Consideremos também os desafios que os pequenos agricultores enfrentam, tais como o aumento dos custos, a dificuldade de competir com produtores maiores que possuem melhores ferramentas e tecnologia e, claro, os devastadores efeitos das alterações climáticas na biodiversidade e nos padrões do clima. Informações precisas, especialmente sobre as condições do solo e a disponibilidade de água, podem ajudá-los a resolver essas questões, mas têm sido historicamente difíceis de ser obtidas.

Poder-se-ia imaginar responsáveis regionais num país em desenvolvimento implementando um algoritmo de aprendizagem automática para prever o futuro crescimento da população e a correspondente mudança na procura por energia, utilizando dados temporais e espaciais. Com esse modelo de previsão, os legisladores poderiam otimizar a rede energética do país, redirecionando o fornecimento para onde fosse mais necessário. Isso também é algo que apoiamos hoje.

O desenvolvimento de aplicações móveis e assistentes virtuais alimentados por IA, somado à sua ampla disponibilidade, promove o acesso equitativo a dados e conhecimentos técnicos. Com previsões meteorológicas altamente precisas, técnicas agronômicas avançadas e cálculos da pegada de carbono, bem como outras previsões geradas pela IA, os pequenos agricultores poderão construir uma resiliência climática maior e aumentar a produção e o rendimento, adaptando-se mais rapidamente às condições em mudança e gerindo as culturas de forma mais sustentável.

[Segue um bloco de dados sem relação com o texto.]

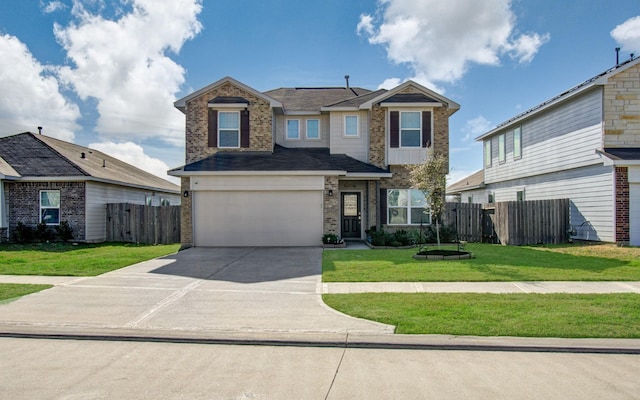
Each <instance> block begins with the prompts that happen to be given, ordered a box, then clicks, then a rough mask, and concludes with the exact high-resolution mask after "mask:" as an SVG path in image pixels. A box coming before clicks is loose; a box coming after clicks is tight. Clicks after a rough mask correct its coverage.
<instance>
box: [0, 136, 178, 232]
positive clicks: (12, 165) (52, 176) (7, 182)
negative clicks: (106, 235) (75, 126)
mask: <svg viewBox="0 0 640 400" xmlns="http://www.w3.org/2000/svg"><path fill="white" fill-rule="evenodd" d="M180 199H181V197H180V188H179V187H178V186H177V185H174V184H173V183H171V182H169V181H167V180H164V179H162V178H159V177H157V176H155V175H152V174H150V173H148V172H145V171H142V170H140V169H138V168H136V167H134V166H132V165H129V164H127V163H124V162H122V161H120V160H118V159H116V158H113V157H111V156H108V155H106V154H104V153H101V152H99V151H97V150H93V149H89V148H86V147H82V146H78V145H75V144H72V143H68V142H65V141H62V140H58V139H54V138H51V137H48V136H45V135H36V134H33V133H29V132H27V133H20V134H17V135H13V136H7V137H3V138H0V229H2V238H3V239H6V238H9V237H10V236H11V234H12V233H13V232H14V230H15V228H16V225H17V224H18V222H22V223H23V224H25V225H27V226H30V227H32V228H33V227H35V226H36V225H37V224H39V223H41V222H44V223H46V224H47V225H50V226H51V227H54V226H56V225H59V224H60V222H63V221H66V222H68V223H69V224H70V226H71V227H72V228H73V232H74V239H75V240H78V241H86V242H100V241H104V240H105V239H106V226H107V225H106V206H105V205H106V204H107V203H134V204H150V205H161V204H164V205H169V204H172V205H178V204H180Z"/></svg>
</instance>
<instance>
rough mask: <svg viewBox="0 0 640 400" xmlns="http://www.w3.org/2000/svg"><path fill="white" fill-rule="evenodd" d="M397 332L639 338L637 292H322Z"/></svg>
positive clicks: (454, 334)
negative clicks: (408, 293)
mask: <svg viewBox="0 0 640 400" xmlns="http://www.w3.org/2000/svg"><path fill="white" fill-rule="evenodd" d="M322 298H323V300H324V302H325V303H327V304H328V305H329V306H330V307H333V308H335V309H336V310H338V311H341V312H343V313H345V314H349V315H352V316H354V317H359V318H365V319H370V320H374V321H378V322H382V323H385V324H390V325H394V326H396V333H407V334H447V335H473V336H520V337H561V338H640V295H638V294H626V293H625V294H479V293H450V294H443V293H431V294H428V293H419V294H406V293H363V294H330V295H323V296H322Z"/></svg>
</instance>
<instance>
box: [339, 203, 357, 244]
mask: <svg viewBox="0 0 640 400" xmlns="http://www.w3.org/2000/svg"><path fill="white" fill-rule="evenodd" d="M341 215H342V237H343V238H345V239H349V238H356V239H360V238H361V228H360V193H351V192H345V193H342V206H341Z"/></svg>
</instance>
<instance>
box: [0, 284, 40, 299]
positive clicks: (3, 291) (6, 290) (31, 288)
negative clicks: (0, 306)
mask: <svg viewBox="0 0 640 400" xmlns="http://www.w3.org/2000/svg"><path fill="white" fill-rule="evenodd" d="M50 287H52V286H51V285H22V284H17V283H2V284H0V304H2V303H4V302H6V301H7V300H10V299H15V298H17V297H21V296H25V295H27V294H31V293H35V292H39V291H41V290H45V289H49V288H50Z"/></svg>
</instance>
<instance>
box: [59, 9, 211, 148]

Ao mesmo tempo, simplesmente entregar essas ferramentas a comunidades desfavorecidas não resolverá o problema — as aplicações por si sós não são um antídoto para a injustiça climática. Para implementar com sucesso a tecnologia basea­da em IA, empresas tecnológicas precisam estar dispostas a compartilhar conhecimento com os usuários, incluindo instruções sobre como fazer medições que produzirão dados. Precisam desenvolver a capacidade dos usuários de colaborarem de forma independente entre si e solicitar feedback aos agricultores e a outros usuários. Para esse fim, um chatbot de IA que automatize a troca de perguntas e respostas poderia ajudar a minimizar os desafios de formação dos usuários, ao mesmo tempo que democratizaria o acesso à informação. À medida que empresas desenvolvem soluções de IA, também precisamos apoiar empresas de tecnologia e criadores de aplicações locais, uma vez que esses estão mais bem posicionados para colocar tais ferramentas em uso.

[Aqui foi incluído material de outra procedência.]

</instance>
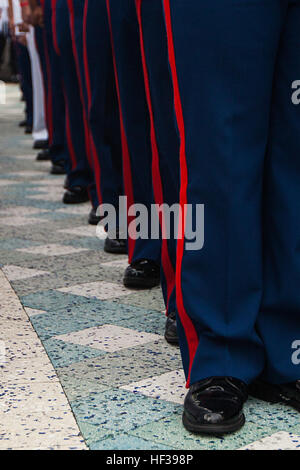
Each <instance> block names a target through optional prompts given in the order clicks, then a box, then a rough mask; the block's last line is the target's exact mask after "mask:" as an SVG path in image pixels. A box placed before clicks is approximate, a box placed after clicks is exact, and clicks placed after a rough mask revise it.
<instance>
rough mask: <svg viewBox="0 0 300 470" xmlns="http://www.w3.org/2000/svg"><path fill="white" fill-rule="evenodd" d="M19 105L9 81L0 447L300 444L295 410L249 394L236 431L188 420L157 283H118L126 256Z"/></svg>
mask: <svg viewBox="0 0 300 470" xmlns="http://www.w3.org/2000/svg"><path fill="white" fill-rule="evenodd" d="M22 108H23V105H22V103H21V102H20V100H19V94H18V89H17V87H16V86H13V85H10V86H8V87H7V104H6V105H0V263H1V269H2V272H1V276H0V307H1V311H0V359H1V354H2V365H1V367H0V372H1V379H0V449H7V448H13V449H16V448H35V449H38V448H43V449H48V448H49V449H50V448H52V449H56V448H63V449H66V448H70V449H71V448H72V449H73V448H74V449H75V448H76V449H84V448H90V449H109V450H121V449H136V450H138V449H149V450H152V449H156V450H163V449H188V450H192V449H224V450H225V449H300V415H299V414H297V413H295V412H293V410H292V409H290V408H288V407H284V406H279V405H268V404H265V403H263V402H259V401H255V400H253V399H250V400H249V402H248V403H247V405H246V410H245V411H246V415H247V424H246V426H245V427H244V428H243V429H242V430H241V431H240V432H238V433H236V434H234V435H232V436H228V437H224V438H213V437H195V436H193V435H191V434H189V433H188V432H186V431H185V430H184V429H183V427H182V425H181V412H182V401H183V397H184V394H185V388H184V378H183V374H182V370H181V361H180V356H179V351H178V350H177V349H176V348H173V347H171V346H168V345H167V344H166V343H165V341H164V339H163V337H162V334H163V328H164V322H165V318H164V315H163V314H162V310H163V304H162V299H161V295H160V291H159V289H153V290H151V291H147V292H134V291H126V290H125V289H124V288H123V286H122V273H123V270H124V267H125V266H126V257H122V256H116V257H113V256H112V255H107V254H105V253H104V252H103V250H102V247H103V240H100V239H98V238H96V236H95V228H94V227H90V226H88V225H87V215H88V212H89V205H88V204H83V205H80V206H78V207H70V208H69V207H66V206H64V205H63V204H62V203H61V196H62V192H63V189H62V184H63V178H62V177H54V176H50V175H49V163H38V162H36V161H35V154H34V152H33V151H32V148H31V146H32V142H31V138H30V137H25V136H24V134H23V133H22V130H20V129H19V128H18V127H17V123H18V121H19V120H21V118H22ZM29 319H30V321H29ZM1 341H2V343H1ZM1 345H2V349H1ZM3 345H4V346H5V348H3ZM46 353H47V354H46ZM3 358H5V362H3ZM49 358H50V361H51V362H50V361H49ZM74 418H75V419H74Z"/></svg>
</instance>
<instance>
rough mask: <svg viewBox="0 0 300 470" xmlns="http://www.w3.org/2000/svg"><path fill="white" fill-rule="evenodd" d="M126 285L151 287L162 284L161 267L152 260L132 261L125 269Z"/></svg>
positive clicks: (129, 286)
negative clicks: (161, 283)
mask: <svg viewBox="0 0 300 470" xmlns="http://www.w3.org/2000/svg"><path fill="white" fill-rule="evenodd" d="M123 283H124V286H125V287H129V288H137V289H151V288H152V287H156V286H158V285H159V284H160V267H159V266H158V265H157V264H156V263H155V262H154V261H152V260H148V259H141V260H139V261H135V262H134V263H131V265H130V266H128V268H127V269H126V271H125V274H124V279H123Z"/></svg>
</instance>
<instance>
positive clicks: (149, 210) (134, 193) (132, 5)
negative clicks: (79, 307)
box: [107, 0, 161, 264]
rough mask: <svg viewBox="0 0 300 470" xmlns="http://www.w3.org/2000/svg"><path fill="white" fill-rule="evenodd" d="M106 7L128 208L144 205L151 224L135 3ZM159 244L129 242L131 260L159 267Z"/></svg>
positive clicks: (141, 80)
mask: <svg viewBox="0 0 300 470" xmlns="http://www.w3.org/2000/svg"><path fill="white" fill-rule="evenodd" d="M107 8H108V15H109V21H110V27H111V33H112V48H113V55H114V60H115V68H116V82H117V90H118V94H119V103H120V119H121V136H122V145H123V162H124V164H123V174H124V189H125V194H126V196H127V198H128V204H129V206H132V205H133V204H143V207H145V208H146V209H147V215H146V217H147V216H149V219H148V224H150V222H151V220H150V214H151V204H152V203H153V202H154V197H153V189H152V178H151V159H152V156H151V143H150V126H149V114H148V109H147V101H146V96H145V88H144V78H143V68H142V61H141V51H140V46H139V27H138V21H137V16H136V10H135V3H134V1H132V0H124V1H122V2H119V1H117V0H112V1H107ZM129 223H131V220H130V217H129ZM133 223H135V222H134V221H133ZM149 226H150V225H149ZM147 235H148V236H149V234H147ZM160 245H161V242H160V240H159V239H158V240H154V239H150V238H148V239H142V238H141V237H140V238H138V239H136V240H135V239H132V238H131V239H129V244H128V251H129V261H130V262H134V261H137V260H140V259H148V260H152V261H155V262H156V263H158V264H160Z"/></svg>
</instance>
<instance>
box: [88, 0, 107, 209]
mask: <svg viewBox="0 0 300 470" xmlns="http://www.w3.org/2000/svg"><path fill="white" fill-rule="evenodd" d="M88 7H89V1H88V0H85V4H84V15H83V64H84V73H85V83H86V91H87V99H88V116H89V114H90V110H91V106H92V89H91V78H90V70H89V63H88V54H87V15H88ZM88 116H87V119H88ZM90 145H91V152H92V154H93V161H94V171H95V184H96V190H97V196H98V201H99V203H100V204H102V203H103V198H102V191H101V166H100V161H99V155H98V152H97V148H96V145H95V141H94V138H93V134H92V131H91V129H90Z"/></svg>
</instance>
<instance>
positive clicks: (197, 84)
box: [163, 0, 300, 433]
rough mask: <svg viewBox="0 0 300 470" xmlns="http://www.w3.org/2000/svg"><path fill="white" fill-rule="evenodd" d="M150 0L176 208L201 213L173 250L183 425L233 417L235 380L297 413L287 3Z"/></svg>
mask: <svg viewBox="0 0 300 470" xmlns="http://www.w3.org/2000/svg"><path fill="white" fill-rule="evenodd" d="M163 5H164V13H165V21H166V27H167V37H168V50H169V61H170V69H171V72H172V79H173V87H174V107H175V113H176V119H177V125H178V129H179V133H180V142H181V148H180V167H181V192H180V202H181V205H182V206H184V205H185V204H187V203H188V204H191V205H192V207H193V210H194V211H195V210H196V205H197V204H204V205H205V242H204V246H203V248H202V249H194V250H192V249H189V250H187V241H186V240H184V239H181V240H179V241H178V244H177V245H178V246H177V265H176V299H177V311H178V317H179V323H180V328H179V334H180V345H181V351H182V357H183V364H184V369H185V373H186V377H187V386H188V387H190V390H189V392H188V394H187V397H186V400H185V407H184V416H183V422H184V425H185V426H186V427H187V429H189V430H190V431H194V432H206V433H207V432H208V433H209V432H210V433H225V432H232V431H235V430H237V429H239V428H240V427H241V426H242V425H243V423H244V416H243V413H242V408H243V403H244V401H245V400H246V399H247V385H249V384H251V383H253V381H255V379H257V377H259V376H261V377H262V382H263V384H265V385H266V384H269V385H270V384H276V385H277V389H276V390H277V391H278V390H279V391H280V390H281V392H282V393H286V397H288V395H289V396H290V397H293V402H292V401H291V403H294V404H295V403H297V400H298V406H299V399H300V397H299V388H300V387H299V382H297V380H298V379H299V377H300V370H299V364H297V361H294V362H293V361H292V357H293V352H294V351H293V349H292V348H293V345H295V341H296V340H299V334H300V326H299V325H300V323H299V313H300V304H299V295H298V289H297V286H298V285H299V282H300V258H299V249H298V248H299V231H300V218H299V210H298V206H299V205H298V202H297V201H298V195H299V192H300V183H299V181H300V178H299V173H300V166H299V148H300V140H299V139H300V133H299V124H300V114H299V113H300V107H299V106H295V105H294V104H293V102H292V99H291V95H292V91H293V90H292V84H293V81H294V80H295V77H299V76H300V55H299V48H300V36H299V22H300V4H299V1H289V0H284V1H280V2H278V1H267V0H261V1H260V2H253V1H246V2H244V1H243V0H237V1H236V2H230V1H228V0H222V1H221V2H218V4H217V5H215V4H213V3H211V2H210V3H208V2H199V1H198V0H186V1H184V2H182V1H181V0H171V1H170V0H163ZM185 228H186V226H185V220H184V219H183V229H185ZM270 387H272V386H271V385H270ZM259 391H260V392H261V394H262V389H260V388H259V384H258V385H257V387H256V392H257V393H258V392H259ZM279 395H280V393H279V392H278V395H277V397H279Z"/></svg>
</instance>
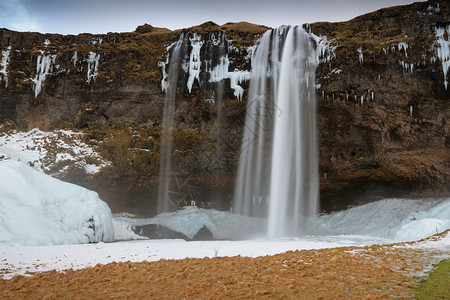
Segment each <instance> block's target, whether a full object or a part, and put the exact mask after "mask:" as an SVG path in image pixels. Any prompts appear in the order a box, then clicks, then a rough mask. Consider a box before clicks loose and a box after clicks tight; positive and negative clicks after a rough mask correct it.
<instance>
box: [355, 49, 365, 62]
mask: <svg viewBox="0 0 450 300" xmlns="http://www.w3.org/2000/svg"><path fill="white" fill-rule="evenodd" d="M356 51H357V52H358V55H359V63H360V64H362V63H363V62H364V54H363V52H362V47H359V48H358V49H356Z"/></svg>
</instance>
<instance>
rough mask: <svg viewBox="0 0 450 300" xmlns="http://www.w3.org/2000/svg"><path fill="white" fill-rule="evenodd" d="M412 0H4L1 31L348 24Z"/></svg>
mask: <svg viewBox="0 0 450 300" xmlns="http://www.w3.org/2000/svg"><path fill="white" fill-rule="evenodd" d="M413 2H417V1H412V0H0V28H2V27H5V28H8V29H11V30H16V31H38V32H43V33H62V34H78V33H83V32H89V33H107V32H126V31H133V30H134V29H135V28H136V27H137V26H138V25H142V24H144V23H147V24H150V25H152V26H155V27H166V28H169V29H172V30H173V29H180V28H186V27H190V26H194V25H199V24H201V23H204V22H206V21H213V22H215V23H217V24H219V25H222V24H224V23H226V22H239V21H247V22H251V23H256V24H261V25H267V26H270V27H277V26H279V25H299V24H303V23H313V22H318V21H330V22H336V21H346V20H349V19H352V18H354V17H356V16H359V15H361V14H364V13H367V12H371V11H374V10H377V9H379V8H384V7H389V6H395V5H403V4H410V3H413Z"/></svg>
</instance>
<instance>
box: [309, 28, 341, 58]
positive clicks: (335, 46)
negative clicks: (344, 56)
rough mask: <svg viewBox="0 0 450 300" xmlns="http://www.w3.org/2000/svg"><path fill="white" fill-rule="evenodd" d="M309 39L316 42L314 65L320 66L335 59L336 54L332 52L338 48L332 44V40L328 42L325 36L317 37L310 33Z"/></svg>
mask: <svg viewBox="0 0 450 300" xmlns="http://www.w3.org/2000/svg"><path fill="white" fill-rule="evenodd" d="M310 35H311V37H312V38H313V39H314V41H315V42H316V45H317V46H316V47H317V48H316V55H317V57H316V64H322V63H326V62H330V61H331V60H332V59H334V58H336V53H335V52H334V51H335V50H336V48H337V47H338V45H337V44H334V43H333V42H334V39H332V40H328V38H327V37H326V36H317V35H315V34H314V33H310Z"/></svg>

Para além de aumentar o acesso a novas ferramentas alimentadas pela IA, a comunidade tecnológica, juntamente com ONGs, governos e agências internacionais, pode ajudar a construir um futuro equitativo e resiliente para comunidades desfavorecidas, proporcionando formação nas competências técnicas e conhecimentos necessários para empregos verdes. À medida que a transição para uma economia global de baixo carbono se acelera, prevê-se que a procura pelas chamadas “competências verdes” sejam projetadas para ultrapassar o abastecimento. A preparação dos trabalhadores para os empregos do futuro, em combinação com a adoção generalizada de novas tecnologias, reforçará a resiliência climática, especialmente nas economias em desenvolvimento.

Todos nós — indivíduos, empresas, organizações e governos — partilhamos da responsabilidade de enfrentar as crescentes ameaças ambientais. As empresas tecnológicas, em particular, precisam canalizar mais recursos para combater o aquecimento global. Isso significa investir no desenvolvimento e implementação de ferramentas de IA e garantir que aqueles que mais necessitam possam acessá-las. Encontrar soluções climáticas — e alcançar a justiça ambiental — depende da mobilização do setor privado e de seus conhecimentos especializados para um bem maior.